Understanding the Problem
To find the ratio in which the line segment joining the points \( A(2, 3, 4) \) and \( B(-1, 4, 5) \) is divided by the plane \( 3x + 2y - z - 2 = 0 \), we need to determine where the line intersects the plane and then use section formula to find the ratio.

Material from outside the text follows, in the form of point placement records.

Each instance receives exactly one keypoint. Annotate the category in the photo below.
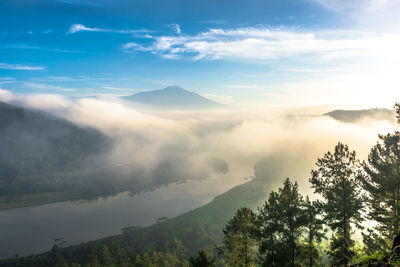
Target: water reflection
(32, 229)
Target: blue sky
(278, 52)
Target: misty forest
(352, 217)
(153, 133)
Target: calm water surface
(32, 229)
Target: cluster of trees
(351, 194)
(289, 229)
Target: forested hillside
(40, 153)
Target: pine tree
(202, 260)
(239, 241)
(382, 182)
(315, 230)
(281, 221)
(336, 180)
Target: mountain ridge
(172, 97)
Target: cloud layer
(153, 149)
(265, 44)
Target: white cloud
(359, 5)
(176, 28)
(7, 66)
(80, 27)
(265, 44)
(49, 87)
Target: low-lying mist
(151, 149)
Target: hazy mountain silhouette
(172, 97)
(358, 115)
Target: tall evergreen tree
(336, 180)
(315, 230)
(202, 260)
(382, 182)
(281, 220)
(239, 241)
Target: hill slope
(171, 239)
(37, 149)
(172, 97)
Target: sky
(237, 52)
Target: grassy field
(39, 199)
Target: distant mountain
(352, 116)
(172, 97)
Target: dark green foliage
(314, 226)
(352, 116)
(42, 153)
(239, 243)
(202, 260)
(280, 221)
(336, 181)
(382, 182)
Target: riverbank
(39, 199)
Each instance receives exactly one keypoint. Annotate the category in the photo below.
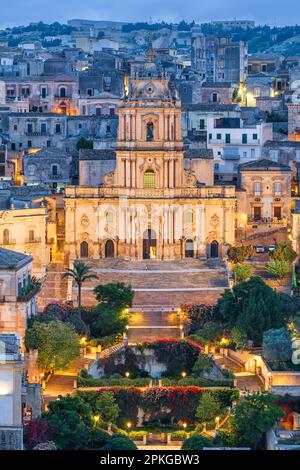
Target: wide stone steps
(55, 287)
(140, 334)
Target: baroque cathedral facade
(158, 200)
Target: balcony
(56, 177)
(267, 220)
(26, 293)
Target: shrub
(48, 445)
(277, 345)
(60, 310)
(202, 364)
(239, 254)
(137, 435)
(279, 268)
(120, 443)
(284, 252)
(177, 355)
(199, 315)
(79, 325)
(242, 272)
(57, 344)
(97, 438)
(239, 308)
(209, 407)
(210, 333)
(178, 435)
(197, 443)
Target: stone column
(133, 173)
(127, 173)
(166, 174)
(171, 173)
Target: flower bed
(113, 381)
(198, 382)
(177, 355)
(179, 403)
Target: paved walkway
(246, 381)
(62, 382)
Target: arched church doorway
(189, 249)
(149, 179)
(149, 244)
(150, 132)
(84, 250)
(109, 249)
(214, 249)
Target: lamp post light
(96, 419)
(128, 425)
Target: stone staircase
(160, 288)
(166, 284)
(55, 287)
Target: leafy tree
(210, 333)
(117, 296)
(107, 407)
(242, 272)
(253, 417)
(197, 443)
(107, 321)
(57, 344)
(120, 443)
(97, 438)
(239, 254)
(277, 345)
(80, 273)
(239, 337)
(284, 252)
(209, 407)
(70, 421)
(253, 307)
(110, 317)
(202, 364)
(83, 143)
(279, 268)
(199, 315)
(60, 310)
(79, 325)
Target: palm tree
(80, 273)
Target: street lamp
(96, 419)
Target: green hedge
(178, 436)
(112, 381)
(137, 435)
(198, 382)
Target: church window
(150, 132)
(109, 217)
(149, 179)
(31, 236)
(189, 217)
(6, 237)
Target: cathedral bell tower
(150, 148)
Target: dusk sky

Step 1: Equation of the Line
The parametric equations of the line joining points \( A \) and \( B \) can be expressed as:
- \( x = 2 + t(-1 - 2) = 2 - 3t \)
- \( y = 3 + t(4 - 3) = 3 + t \)
- \( z = 4 + t(5 - 4) = 4 + t \)
where \( t \) is a parameter.
Step 2: Substitute into the Plane Equation
Now, substitute the parametric equations into the plane equation:
\[ 3(2 - 3t) + 2(3 + t) - (4 + t) - 2 = 0 \]
This simplifies to:
\[ 6 - 9t + 6 + 2t - 4 - t - 2 = 0 \]
Combine like terms:
\[ -8t + 6 = 0 \]
Solving for \( t \):
\[ t = \frac{3}{4} \]
Step 3: Finding the Point of Intersection
Substituting \( t = \frac{3}{4} \) back into the line equations:
- \( x = 2 - 3 \times \frac{3}{4} = 2 - \frac{9}{4} = -\frac{1}{4} \)
- \( y = 3 + \frac{3}{4} = \frac{15}{4} \)
- \( z = 4 + \frac{3}{4} = \frac{19}{4} \)
The point of intersection is \( P\left(-\frac{1}{4}, \frac{15}{4}, \frac{19}{4}\right) \).
Step 4: Ratio Calculation
Using the section formula, the ratio \( k:1 \) can be calculated:
- Let \( A(2, 3, 4) \) correspond to \( k \) and \( B(-1, 4, 5) \) correspond to \( 1 \).
- The coordinates of point \( P \) give:
\[
\frac{(-1/4 - 2)}{(-1 - 2)} = \frac{-9/4}{-3} = \frac{3}{4}
\]
Thus, the ratio in which the line segment is divided is \( 3:1 \).